We had no choice but to go forward, as only emptiness was around us. The following day we did so. I had to leave that unmarked place, abandoning the last of my husband’s essence. I carried my loss as my burden; it weighed me down and made me slow. I could not keep pace with the tired donkeys who bleakly made their way. The boys ran back to me and grabbed my hands and urged me on. Because of them I continued, but God must have known it had crossed my mind to stay behind. I wanted to lie down beside the rocks and dream of the Baker, to call for him to come back to me, even if it meant giving up this world. Perhaps that was the sin I committed. I forgot that even the worst of lives is a treasure.
WE WANDERED to a small oasis. There was a waterfall flowing from a cliff, pouring over the rocks to form a pool of fresh water. We felt blessed, overjoyed by our good fortune.
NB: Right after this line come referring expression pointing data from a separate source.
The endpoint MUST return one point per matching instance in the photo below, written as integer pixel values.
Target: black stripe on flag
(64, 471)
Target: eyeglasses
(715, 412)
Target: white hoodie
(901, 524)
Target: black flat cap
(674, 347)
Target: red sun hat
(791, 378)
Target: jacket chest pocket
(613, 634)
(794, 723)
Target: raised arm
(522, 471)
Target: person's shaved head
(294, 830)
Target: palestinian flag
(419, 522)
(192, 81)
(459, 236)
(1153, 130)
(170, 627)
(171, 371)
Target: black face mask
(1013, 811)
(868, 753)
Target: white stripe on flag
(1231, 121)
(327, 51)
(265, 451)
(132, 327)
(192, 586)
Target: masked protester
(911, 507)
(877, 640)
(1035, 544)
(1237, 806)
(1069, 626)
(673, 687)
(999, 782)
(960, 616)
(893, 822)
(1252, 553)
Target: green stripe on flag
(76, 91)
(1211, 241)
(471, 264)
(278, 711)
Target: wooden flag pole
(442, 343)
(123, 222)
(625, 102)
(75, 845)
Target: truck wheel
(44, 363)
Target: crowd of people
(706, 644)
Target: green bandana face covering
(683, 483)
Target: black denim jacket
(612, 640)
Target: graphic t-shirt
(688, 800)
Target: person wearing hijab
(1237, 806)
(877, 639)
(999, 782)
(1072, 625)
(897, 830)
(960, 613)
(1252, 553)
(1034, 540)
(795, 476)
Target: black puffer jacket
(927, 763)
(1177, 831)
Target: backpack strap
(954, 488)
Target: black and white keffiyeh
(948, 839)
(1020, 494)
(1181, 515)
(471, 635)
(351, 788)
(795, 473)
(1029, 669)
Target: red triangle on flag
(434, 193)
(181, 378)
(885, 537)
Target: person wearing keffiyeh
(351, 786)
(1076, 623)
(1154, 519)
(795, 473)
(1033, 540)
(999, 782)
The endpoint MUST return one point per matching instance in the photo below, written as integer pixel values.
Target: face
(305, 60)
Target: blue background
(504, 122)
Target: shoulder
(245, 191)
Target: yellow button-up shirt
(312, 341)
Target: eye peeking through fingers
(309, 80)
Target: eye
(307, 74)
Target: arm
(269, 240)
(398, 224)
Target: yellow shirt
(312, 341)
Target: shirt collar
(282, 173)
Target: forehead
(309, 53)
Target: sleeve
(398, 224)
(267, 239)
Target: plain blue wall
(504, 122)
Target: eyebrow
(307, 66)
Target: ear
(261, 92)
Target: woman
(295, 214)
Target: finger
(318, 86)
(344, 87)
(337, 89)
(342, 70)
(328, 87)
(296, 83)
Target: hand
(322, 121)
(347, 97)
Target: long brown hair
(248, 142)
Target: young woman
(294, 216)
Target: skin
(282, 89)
“I told you to have faith,” my son-in-law chided. “God has done exactly as I said He would.”
There were date palms and a jumble of fragrant jasmine. Reeds on fleshy stems grew along the banks of the pool. White flowers drifted in the green water, each forming the shape of a star. There was a cluster of wild mulberries where wasps and dragonflies gathered, their drone like music. The air was cool and sweet when the breeze stirred. I could have described that breeze to my husband if his spirit was still beside me, a wind so calm it inspired envy in all other winds in every corner of the world.
My son-in-law thought we could wait out the Romans here, in this mild place. We should have known that in such cruel times it was best not to be attached to a single location, even if there was water and the air was refreshing. Envy is envy, both for the wind and for men on earth. The better the place, the more others covet what you have. Be a pauper, a wanderer, a secret in the darkness of night. Once you possess something others do not, you are a target for the wicked. It would have been better if we’d made our camp in one of the caves beyond the oasis, or perhaps gone farther into the wilderness, following the trampled paths beaten down among the thornbushes by bands of wild camels. But my son-in-law feared the heart of the desert and intended for us to stay where we would be safe. I had a rush of fear, a premonition. I saw the speckled shadows beneath the palm tree form the shape of a viper; it slithered along the sand, stopping at my feet.
My daughter hushed me when I spoke of my fears, suggesting we move on. There were people who had entered the wilderness that spread out before us never to be seen again, she whispered. Wanderers who were abandoned or devoured by beasts, defeated by hunger and thirst, kidnapped, enslaved by the tribesmen who wore blue cloaks. Here we had everything we might ever need; to leave would be an ingratitude in God’s eyes.